Hacı Bayram planları
Hmm, bir güzel haber daha! Arkasından içime dert bir başka soru:
- Hacı Bayram’ın bahçesinde, Kuş Besleme Alanı’yla Kitapçılar Çarşısı arasındaki bölüm öyle kalacak mı? (İçinde Kale olmayan soru sorabiliyorum!)
- Yok. O eğimli bölgeyi düzleyip, Hacı Bayram’ın bahçesine katacağız. Kitapçılar Çarşısı’nı yıkıp, yola bakacak gibi yeraltına alacağız. Hacı Bayram’dan bakınca sadece Kale görünecek. Arada hiçbir yapı kalmayacak. Ayrıca Avizeciler Çarşısı’nı düzenliyoruz. 80 dükkandan 50’sinin, aslına uygun düzenleme çalışması bitti. Görmelisiniz…
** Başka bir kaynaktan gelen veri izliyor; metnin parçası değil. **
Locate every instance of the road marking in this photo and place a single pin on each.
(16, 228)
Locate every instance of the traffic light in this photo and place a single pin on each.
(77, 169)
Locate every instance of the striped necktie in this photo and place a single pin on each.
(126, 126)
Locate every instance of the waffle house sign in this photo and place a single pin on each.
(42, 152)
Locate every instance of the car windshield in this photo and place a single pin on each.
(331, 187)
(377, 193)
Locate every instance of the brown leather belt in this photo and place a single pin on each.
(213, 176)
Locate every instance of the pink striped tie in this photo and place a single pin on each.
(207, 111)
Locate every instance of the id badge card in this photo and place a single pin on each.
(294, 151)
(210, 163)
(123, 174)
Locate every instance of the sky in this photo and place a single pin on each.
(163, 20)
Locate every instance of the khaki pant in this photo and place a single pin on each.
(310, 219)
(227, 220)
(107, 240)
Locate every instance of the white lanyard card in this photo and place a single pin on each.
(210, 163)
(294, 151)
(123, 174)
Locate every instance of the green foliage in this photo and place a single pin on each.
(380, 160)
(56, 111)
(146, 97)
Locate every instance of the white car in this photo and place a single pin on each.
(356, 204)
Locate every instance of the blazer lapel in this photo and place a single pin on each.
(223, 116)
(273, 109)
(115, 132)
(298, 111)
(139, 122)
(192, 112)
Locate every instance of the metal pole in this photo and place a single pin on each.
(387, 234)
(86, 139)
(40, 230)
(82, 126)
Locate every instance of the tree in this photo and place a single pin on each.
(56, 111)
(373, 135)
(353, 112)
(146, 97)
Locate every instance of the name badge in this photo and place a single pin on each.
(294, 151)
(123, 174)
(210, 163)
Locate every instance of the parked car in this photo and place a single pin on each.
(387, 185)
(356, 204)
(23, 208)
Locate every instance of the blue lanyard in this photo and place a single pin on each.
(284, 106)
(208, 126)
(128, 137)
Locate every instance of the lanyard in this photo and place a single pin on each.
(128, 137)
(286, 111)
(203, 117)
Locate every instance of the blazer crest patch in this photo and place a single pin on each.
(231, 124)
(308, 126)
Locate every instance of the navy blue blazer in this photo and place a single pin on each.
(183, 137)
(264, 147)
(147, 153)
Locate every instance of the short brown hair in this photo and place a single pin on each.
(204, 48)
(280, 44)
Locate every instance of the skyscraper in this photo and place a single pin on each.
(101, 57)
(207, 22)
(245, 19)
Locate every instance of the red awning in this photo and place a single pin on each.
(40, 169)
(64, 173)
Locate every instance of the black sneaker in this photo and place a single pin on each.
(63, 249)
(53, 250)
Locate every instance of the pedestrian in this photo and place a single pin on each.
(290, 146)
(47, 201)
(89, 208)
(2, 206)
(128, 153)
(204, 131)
Çılgın projeye çılgın fiyat
Yapılanların zorluğuna değinirken şikayetleri oluyor Gökçek’in. En önemli sorun; düzenlemek üzere almaya çalıştıkları gayrimenkullerin uçan fiyatlarıydı. Sahipleri, akla zarar paralar istiyordu. Düzenleme öncesi 150 bine (milyar) satamadığı eve, 3 milyon (trilyon) isteme çılgınlığı baş göstermişti. Dememiş miydim size; “Ankara’nın en çılgın projesi Kale’dir” diye!
Sohbetimizin ardından, bizimkini Melih Gökçek’in kullandığı golf arabalarına bindik. Eski Hipodrom Meydanı’nı dolduran onbinlerce kişi arasında festival meydanında turladık. Burada halay çekenler, orada Misket’e kollarını kaldıranlar... Büyük konser alanına geldik. Aynı anda 211 çiftin nikahı kıyılacaktı. Sordu Gökçek “Eşliğe kabul ediyor musunuz?” diye.
Olduğuna olacağına
Sanki beni de Ankara’yla evlendirmeye çağırıyordu. “Hayır” dedim “Hayır.. Bu kaybederken sessiz, elinden alınırken sümsük Ankara’yla evlenmek istemiyorum ben!” Bir milimetre toprağım, bir kapı tokmağı varlığım yok Kale’de. Niye bir Kale sakininden daha ısrarlıyım?